Observations by Claire Irving

According to a recent article I read, boys are driven by accomplishment and reward. As a mother of three boys under 6, I regularly pay 25 cents to motivate them to accomplish any number of menial tasks: putting on shoes, tidying up, etc. Now that my eldest two boys have reached four and six this need for motivations and incentive is becoming increasingly evident. I believe their brand du jour, LEGO, is perfectly placed to deliver on this.
LEGO stands for fun, imagination, creativity, and learning. Speaking as a parent of boys, it seems they consistently deliver on what kids enjoy. Their traditional product of bricks and blocks taps boys’ seemingly inherent and basic need to build, either solo or as a team. My boys take great pride in their constructions whether following by the box instructions or embarking on a free-style version. Partnering with the most in-vogue kids’ brands of today, LEGO knows how to continually connect with its consumers. The brand has steadily moved beyond building blocks to position itself as an experiential brand, the most obvious incarnation being their amusement parks. However their co-branding opportunities also point to this shift as my boys construct, animate and develop accompanying stories focused around their creations, seemingly absorbing the brand in every sense.
More recently, LEGO have done it again with their interactive games. They’ve tapped precisely into what makes boys tick: achievement and reward. A coyote could walk into our family room, devour their Starbursts and my boys would be oblivious until they had mastered their obsession – Lego Star Wars. As they reach the next level they scream – “I did it! I did it!” They trust LEGO – it helps them explore new concepts and the realms of what is personally possible whether virtually or concretely, whilst being a safe and rewarding experience. And, according to a recent study, the qualities learned while gaming contribute positively to building character and enabling users to deal more effectively with life and the world’s big issues.
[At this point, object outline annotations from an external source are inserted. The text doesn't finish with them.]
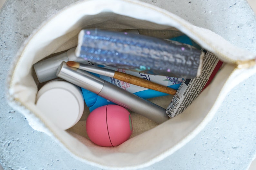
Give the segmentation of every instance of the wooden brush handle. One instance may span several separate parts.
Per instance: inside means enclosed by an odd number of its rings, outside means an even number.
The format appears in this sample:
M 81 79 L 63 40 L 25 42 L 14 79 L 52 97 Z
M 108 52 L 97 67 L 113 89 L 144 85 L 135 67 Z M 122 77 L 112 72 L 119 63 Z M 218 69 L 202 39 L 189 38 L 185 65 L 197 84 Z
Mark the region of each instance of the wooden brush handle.
M 113 78 L 126 83 L 174 95 L 177 90 L 132 75 L 115 71 Z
As the lone female in my house often found endlessly searching for the final microscopic piece of LEGO IRON MAN, crucifying my feet on sharp bricks and being completely outdone on LEGO StarWars, at any level, I’ve realised LEGO can help me. They aren’t just pieces of small plastic that tempt my kids and crank up my credit card bill. LEGO gives my boys the building blocks to trust in their own imagination and creativity while building their self-esteem through a sense of accomplishment and reward. It’s well worth the time it takes to pick up the peices when they are done.